Sam, while the adjustment is made to higher prices there will be potential for a crisis.
The quicker prices change and the less prepared we are the greater the crisis will be.
When gas went north of $4/gallon I recall quite a bit of anxiety and some loss of jobs (absolutely nothing compared to what we have seen since, but the price spike didn't last).
 
Sam, while the adjustment is made to higher prices there will be potential for a crisis.
The quicker prices change and the less prepared we are the greater the crisis will be.
Yes, there is more potential for disruption if the price of oil goes up faster. But:
- Is there any particular reason to assume that we know enough about how this will work to even bother with acting? Look at all the interdependencies--oil production-->price changes-->demand changes-->rapidity of alternative energy development-->decline in demand in response to price.

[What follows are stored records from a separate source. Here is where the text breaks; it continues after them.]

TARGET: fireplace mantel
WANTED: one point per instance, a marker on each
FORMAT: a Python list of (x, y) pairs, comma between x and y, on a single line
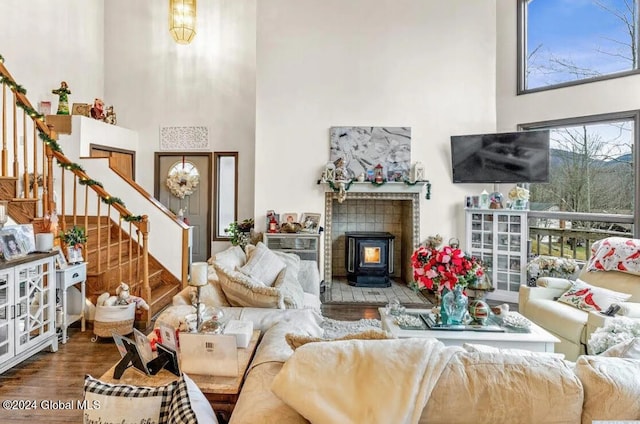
[(389, 187)]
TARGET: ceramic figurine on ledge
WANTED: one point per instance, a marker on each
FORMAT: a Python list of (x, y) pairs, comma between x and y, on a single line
[(63, 98), (97, 110)]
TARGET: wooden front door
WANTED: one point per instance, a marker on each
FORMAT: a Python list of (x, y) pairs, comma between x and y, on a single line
[(120, 159), (196, 208)]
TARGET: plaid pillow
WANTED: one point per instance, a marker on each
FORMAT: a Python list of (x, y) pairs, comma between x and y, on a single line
[(180, 410), (587, 298), (124, 403)]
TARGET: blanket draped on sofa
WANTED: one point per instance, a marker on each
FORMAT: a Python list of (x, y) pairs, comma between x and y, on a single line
[(346, 382)]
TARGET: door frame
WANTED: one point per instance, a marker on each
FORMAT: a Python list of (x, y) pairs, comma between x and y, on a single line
[(116, 150), (156, 184)]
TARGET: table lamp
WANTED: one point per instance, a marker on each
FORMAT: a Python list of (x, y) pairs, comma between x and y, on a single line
[(199, 273)]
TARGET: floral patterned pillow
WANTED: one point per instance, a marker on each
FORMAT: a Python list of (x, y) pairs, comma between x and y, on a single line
[(591, 298), (615, 254)]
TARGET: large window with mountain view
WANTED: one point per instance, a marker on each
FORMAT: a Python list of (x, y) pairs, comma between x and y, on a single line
[(567, 42), (592, 175)]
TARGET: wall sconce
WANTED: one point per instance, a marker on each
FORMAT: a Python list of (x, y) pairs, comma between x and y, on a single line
[(182, 20)]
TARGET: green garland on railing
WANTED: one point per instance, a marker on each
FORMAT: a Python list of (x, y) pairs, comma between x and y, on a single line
[(109, 200), (132, 218), (71, 166), (89, 182), (30, 111), (53, 144), (336, 188), (13, 86)]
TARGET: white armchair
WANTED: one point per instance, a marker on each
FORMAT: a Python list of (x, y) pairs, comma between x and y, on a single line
[(571, 325)]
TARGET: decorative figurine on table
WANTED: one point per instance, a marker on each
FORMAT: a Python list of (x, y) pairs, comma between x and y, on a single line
[(97, 110), (111, 116), (63, 98)]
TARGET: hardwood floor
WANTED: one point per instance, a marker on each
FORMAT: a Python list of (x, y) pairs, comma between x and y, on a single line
[(48, 379)]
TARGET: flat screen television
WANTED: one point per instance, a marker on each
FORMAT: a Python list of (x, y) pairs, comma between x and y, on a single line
[(517, 157)]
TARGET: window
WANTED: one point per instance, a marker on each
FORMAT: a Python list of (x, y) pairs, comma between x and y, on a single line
[(592, 171), (226, 198), (567, 42)]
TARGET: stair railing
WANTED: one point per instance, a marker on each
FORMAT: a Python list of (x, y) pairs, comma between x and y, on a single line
[(30, 204)]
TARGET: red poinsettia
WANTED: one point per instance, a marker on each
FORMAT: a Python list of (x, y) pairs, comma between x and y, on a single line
[(436, 269)]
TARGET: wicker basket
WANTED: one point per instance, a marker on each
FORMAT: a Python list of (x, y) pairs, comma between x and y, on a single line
[(117, 319)]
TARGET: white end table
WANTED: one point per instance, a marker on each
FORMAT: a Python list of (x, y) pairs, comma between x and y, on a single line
[(65, 278)]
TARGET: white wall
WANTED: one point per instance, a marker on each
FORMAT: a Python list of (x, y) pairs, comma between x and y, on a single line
[(426, 64), (45, 42), (615, 95), (154, 82)]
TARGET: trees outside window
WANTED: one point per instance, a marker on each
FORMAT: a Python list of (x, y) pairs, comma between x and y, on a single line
[(568, 42)]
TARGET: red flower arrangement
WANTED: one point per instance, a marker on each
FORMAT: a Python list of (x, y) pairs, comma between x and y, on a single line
[(448, 267)]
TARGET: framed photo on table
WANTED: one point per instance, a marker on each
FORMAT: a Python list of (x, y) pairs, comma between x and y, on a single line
[(289, 218), (310, 222), (11, 248)]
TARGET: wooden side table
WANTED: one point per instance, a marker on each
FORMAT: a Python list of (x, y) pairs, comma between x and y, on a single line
[(65, 278), (222, 392)]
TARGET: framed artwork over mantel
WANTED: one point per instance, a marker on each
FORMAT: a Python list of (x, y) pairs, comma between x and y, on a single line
[(363, 148)]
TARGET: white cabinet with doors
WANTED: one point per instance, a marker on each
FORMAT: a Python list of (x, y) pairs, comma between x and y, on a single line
[(499, 238), (27, 308)]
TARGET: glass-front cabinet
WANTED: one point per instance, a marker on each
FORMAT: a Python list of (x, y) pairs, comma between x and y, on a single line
[(499, 238), (27, 308)]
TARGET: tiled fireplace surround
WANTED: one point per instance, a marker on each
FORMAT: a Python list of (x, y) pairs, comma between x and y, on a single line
[(395, 212)]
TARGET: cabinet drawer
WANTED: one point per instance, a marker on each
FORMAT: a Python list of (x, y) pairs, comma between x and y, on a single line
[(72, 274)]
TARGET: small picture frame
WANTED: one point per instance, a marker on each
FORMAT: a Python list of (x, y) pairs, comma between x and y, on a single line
[(310, 222), (61, 261), (10, 244), (289, 218), (26, 237)]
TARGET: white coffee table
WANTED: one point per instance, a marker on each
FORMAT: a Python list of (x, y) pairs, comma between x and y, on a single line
[(538, 340)]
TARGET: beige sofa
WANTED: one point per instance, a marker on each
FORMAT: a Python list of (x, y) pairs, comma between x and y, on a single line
[(468, 387), (571, 325)]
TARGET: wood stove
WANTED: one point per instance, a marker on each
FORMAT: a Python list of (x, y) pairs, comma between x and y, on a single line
[(369, 258)]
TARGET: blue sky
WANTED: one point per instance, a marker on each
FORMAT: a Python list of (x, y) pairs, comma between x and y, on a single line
[(575, 30)]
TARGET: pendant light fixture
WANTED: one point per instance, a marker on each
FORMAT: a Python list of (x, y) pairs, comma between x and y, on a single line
[(182, 20)]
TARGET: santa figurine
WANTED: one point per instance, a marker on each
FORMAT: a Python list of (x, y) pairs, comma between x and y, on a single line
[(97, 110)]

- Is there any reason to believe that some sort of government-run cenrtral planning effort will be more effective than allowing market forces to determine winners and losers?

Bottom line: With regard to oil and energy in general we have a functioning market. It works very well over time: more demand drives more supply (of various kinds). Maybe there will be hiccups in the future, but sometimes a bit of pain is what is needed to force change. Let's pay the bill once we know what it is.

I think it's more valuable to spend time working to fix situations where we have market failure. An example would be pollution: contributing to pollution benefits the polluter while everyone else pays the bill. There are no market forces at work. If we can figure out how to internalize those external costs so that market can function, we'll have accomplished something useful.